After Microsoft’s Copilot artificial intelligence gained the ability to generate audio clips from text prompts, Google introduced VideoPoet, a large language model (LLM) that pushes the boundaries of video creation by creating 10-second clips with fewer artifacts. The model supports a range of video creation tasks, including text-to-video, image-to-video, video styling, coloring, and video-to-analogue.
It generates 10-second video clips from text prompts and can also animate still images
Unlike its predecessors, the VideoPoet stands out because it can create complete videos with a lot of movement. The model demonstrates its skills by creating ten-second videos, leaving its competitors, including Gen-2, behind. Notably, VideoPoet does not rely on specific data to create videos, which sets it apart from other models that require detailed input to achieve optimal results.
This multifaceted capability is made possible by the use of a multimodal grand model, putting it on a trajectory that could potentially become mainstream in video creation.
VideoPOET by Google breaks from the dominant trend in video creation models that predominantly rely on diffusion-based approaches.
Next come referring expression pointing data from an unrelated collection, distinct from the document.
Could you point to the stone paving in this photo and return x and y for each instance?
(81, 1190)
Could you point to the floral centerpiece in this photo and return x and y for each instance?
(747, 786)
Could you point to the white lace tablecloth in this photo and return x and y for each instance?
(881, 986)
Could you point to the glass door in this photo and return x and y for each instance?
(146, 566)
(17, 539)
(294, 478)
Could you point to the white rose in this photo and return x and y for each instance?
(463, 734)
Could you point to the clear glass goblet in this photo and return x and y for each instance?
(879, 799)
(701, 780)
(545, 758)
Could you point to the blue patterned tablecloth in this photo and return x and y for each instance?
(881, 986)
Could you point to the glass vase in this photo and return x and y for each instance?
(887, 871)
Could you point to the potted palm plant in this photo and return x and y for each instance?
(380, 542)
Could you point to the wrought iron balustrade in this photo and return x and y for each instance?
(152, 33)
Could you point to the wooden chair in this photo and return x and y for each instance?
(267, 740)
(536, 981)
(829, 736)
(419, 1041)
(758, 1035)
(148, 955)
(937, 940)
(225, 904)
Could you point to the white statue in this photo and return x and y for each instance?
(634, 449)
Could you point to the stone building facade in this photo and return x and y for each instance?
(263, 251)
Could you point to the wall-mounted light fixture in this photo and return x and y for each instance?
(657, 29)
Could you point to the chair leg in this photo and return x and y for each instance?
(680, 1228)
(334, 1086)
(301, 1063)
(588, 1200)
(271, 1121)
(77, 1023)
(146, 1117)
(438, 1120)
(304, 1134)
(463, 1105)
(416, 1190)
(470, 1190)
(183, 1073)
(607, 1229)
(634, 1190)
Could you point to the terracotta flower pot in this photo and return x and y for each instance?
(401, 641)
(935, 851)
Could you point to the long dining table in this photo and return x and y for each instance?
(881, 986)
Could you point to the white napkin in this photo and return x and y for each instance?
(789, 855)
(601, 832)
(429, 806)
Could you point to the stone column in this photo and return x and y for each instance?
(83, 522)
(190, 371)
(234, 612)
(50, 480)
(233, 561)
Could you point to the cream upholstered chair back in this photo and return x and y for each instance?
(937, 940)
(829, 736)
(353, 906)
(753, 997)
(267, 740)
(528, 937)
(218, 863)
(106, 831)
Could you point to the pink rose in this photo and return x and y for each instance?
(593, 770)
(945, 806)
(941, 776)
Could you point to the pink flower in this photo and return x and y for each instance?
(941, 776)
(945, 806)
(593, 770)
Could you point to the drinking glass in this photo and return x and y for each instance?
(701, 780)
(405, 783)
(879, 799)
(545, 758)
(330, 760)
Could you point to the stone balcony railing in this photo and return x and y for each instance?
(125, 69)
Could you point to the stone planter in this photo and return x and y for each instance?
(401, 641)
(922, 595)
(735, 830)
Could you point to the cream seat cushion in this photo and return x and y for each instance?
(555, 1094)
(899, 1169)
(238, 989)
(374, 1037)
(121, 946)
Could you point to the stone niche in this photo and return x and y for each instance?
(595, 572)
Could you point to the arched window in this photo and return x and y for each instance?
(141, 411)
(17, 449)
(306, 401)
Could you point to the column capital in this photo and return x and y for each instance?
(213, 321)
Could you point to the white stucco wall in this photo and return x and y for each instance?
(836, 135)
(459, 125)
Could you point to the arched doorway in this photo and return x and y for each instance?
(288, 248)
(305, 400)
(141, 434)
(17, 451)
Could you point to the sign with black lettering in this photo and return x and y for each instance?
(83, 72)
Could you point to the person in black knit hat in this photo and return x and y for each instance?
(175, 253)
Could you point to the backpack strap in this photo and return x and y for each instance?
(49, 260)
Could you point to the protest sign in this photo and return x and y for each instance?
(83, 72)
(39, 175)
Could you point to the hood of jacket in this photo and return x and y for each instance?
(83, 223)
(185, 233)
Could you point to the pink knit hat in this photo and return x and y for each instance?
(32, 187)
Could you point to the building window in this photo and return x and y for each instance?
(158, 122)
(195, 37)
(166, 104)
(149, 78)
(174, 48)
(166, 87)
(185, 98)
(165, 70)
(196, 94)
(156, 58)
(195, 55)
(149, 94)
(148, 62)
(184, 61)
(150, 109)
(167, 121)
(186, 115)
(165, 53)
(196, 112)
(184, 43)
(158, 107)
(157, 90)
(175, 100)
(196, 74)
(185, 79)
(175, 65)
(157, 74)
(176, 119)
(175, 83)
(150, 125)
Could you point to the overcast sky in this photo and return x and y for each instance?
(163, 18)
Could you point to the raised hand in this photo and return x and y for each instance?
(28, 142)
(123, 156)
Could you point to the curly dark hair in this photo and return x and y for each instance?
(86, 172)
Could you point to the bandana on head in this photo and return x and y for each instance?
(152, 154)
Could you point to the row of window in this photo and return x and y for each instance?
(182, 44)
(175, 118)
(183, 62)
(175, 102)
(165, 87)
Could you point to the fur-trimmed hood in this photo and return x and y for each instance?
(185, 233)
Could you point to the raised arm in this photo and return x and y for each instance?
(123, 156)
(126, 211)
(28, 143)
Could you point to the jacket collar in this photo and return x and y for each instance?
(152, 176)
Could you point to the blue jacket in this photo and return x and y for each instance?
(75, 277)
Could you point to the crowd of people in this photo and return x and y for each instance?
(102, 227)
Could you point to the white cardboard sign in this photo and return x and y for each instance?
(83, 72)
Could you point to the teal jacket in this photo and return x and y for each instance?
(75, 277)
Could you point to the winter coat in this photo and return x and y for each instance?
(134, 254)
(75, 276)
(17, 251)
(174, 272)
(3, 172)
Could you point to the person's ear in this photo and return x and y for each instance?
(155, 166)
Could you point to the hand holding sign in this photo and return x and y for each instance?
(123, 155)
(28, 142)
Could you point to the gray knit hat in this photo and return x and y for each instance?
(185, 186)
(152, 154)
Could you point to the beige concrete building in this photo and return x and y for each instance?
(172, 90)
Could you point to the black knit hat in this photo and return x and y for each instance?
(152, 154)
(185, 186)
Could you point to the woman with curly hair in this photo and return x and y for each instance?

Instead, VideoPoet leverages the power of large-scale language models (LLMs). The model easily integrates different video generation tasks within a single LLM, eliminating the need for separately trained components for each function.
The resulting videos can be of different lengths, with a variety of actions and styles based on the input text content. In addition, VideoPoet can convert input images into animations based on the provided hints, demonstrating its adaptability to different inputs.
The release of VideoPOET adds a new dimension to AI video creation, hinting at the possibilities that lie ahead in 2024.